While one Chemgas and one Horons were serving a term in the state penitentiary, under a conviction of a felony, they each made application to this court for a writ of habeas corpus. The writs issued, and pending a final consideration of the cases, the petitioners were ordered admitted to bail in the penal sum of $7,000.00, with surety to be approved by the clerk of the court.

*596Bonds were filed and approved by the clerk, each of said bonds being conditioned that the .principal should “When notified, be and appear at the sessions of said court from time to time and day to day until the final determination of said cause, and shall not depart said state without leave of said court; and shall surrender himself to the said court to be remanded in accordance with the order therefor, in case such order is at any time made, and shall in all respects obey the orders of said honorable court.” Upon the giving of the bonds, the petitioners were discharged froni custody. Upon final hearing of the causes, an order was entered in the Chemgas case “That the motion to discharge the petitioner on the return be denied, and he is remanded to the custody of the warden of the penitentiary.” In the Hororis case, the order was only that the petition be denied, there being no remanding order.. The petitioners having disappeared, action was brought to recover on the bonds, William H. Rohrer, one of the sureties on the bonds, being the only defendant served. Rohrer having died, Darrow, as administrator, was substituted as defendant. Judgment was rendered for the plaintiff in the sum of $15,000.00, and the cause is now here on error.

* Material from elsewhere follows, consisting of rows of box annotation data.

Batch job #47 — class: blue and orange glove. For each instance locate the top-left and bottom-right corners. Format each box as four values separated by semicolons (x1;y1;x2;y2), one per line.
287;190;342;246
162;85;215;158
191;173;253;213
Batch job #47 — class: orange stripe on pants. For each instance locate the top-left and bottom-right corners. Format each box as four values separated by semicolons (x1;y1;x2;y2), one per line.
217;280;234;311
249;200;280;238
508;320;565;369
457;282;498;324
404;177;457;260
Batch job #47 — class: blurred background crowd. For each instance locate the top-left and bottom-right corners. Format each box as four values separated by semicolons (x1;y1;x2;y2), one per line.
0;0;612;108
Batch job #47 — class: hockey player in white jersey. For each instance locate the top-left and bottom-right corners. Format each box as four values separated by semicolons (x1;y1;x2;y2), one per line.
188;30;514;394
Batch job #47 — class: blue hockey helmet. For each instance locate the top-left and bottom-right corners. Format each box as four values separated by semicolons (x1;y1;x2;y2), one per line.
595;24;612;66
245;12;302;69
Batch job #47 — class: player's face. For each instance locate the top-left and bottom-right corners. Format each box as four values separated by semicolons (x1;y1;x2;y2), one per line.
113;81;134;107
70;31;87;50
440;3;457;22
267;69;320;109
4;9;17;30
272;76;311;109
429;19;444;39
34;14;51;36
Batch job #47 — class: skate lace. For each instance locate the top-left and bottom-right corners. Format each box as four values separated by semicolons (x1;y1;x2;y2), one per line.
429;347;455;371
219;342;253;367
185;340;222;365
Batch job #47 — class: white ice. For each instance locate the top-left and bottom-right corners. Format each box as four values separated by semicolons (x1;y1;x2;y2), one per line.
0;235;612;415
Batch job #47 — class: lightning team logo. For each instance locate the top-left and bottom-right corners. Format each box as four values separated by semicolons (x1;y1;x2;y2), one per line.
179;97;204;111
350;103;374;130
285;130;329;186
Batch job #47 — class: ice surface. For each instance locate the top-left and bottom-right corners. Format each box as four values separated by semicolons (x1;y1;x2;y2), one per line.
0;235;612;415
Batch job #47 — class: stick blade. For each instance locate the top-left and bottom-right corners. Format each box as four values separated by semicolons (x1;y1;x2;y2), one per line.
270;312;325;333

Plaintiff in error contends that, inasmuch as there is no statutory provision for the giving of a bond, as provided in the order of this court, the conditional portion of the bond must follow the court’s order; that since the bond given does not in all respects follow said order, it is void. Counsel urge the following additional points as grounds for reversal of the judgment:

First, that the bond is not under seal. Second, that there is no allegation of the breach of the bond, because it was not alleged that the principal had been notified to appear. Third, that the action should have been brought in this court in which the bonds were ordered to be given. Fourth, that the bonds are void because they do not specify the nature of the crime of which the principal obligors were convicted, or the terms of their sentences. Fifth, because the name of defendant Rohrer does not appear in the body of the instrument.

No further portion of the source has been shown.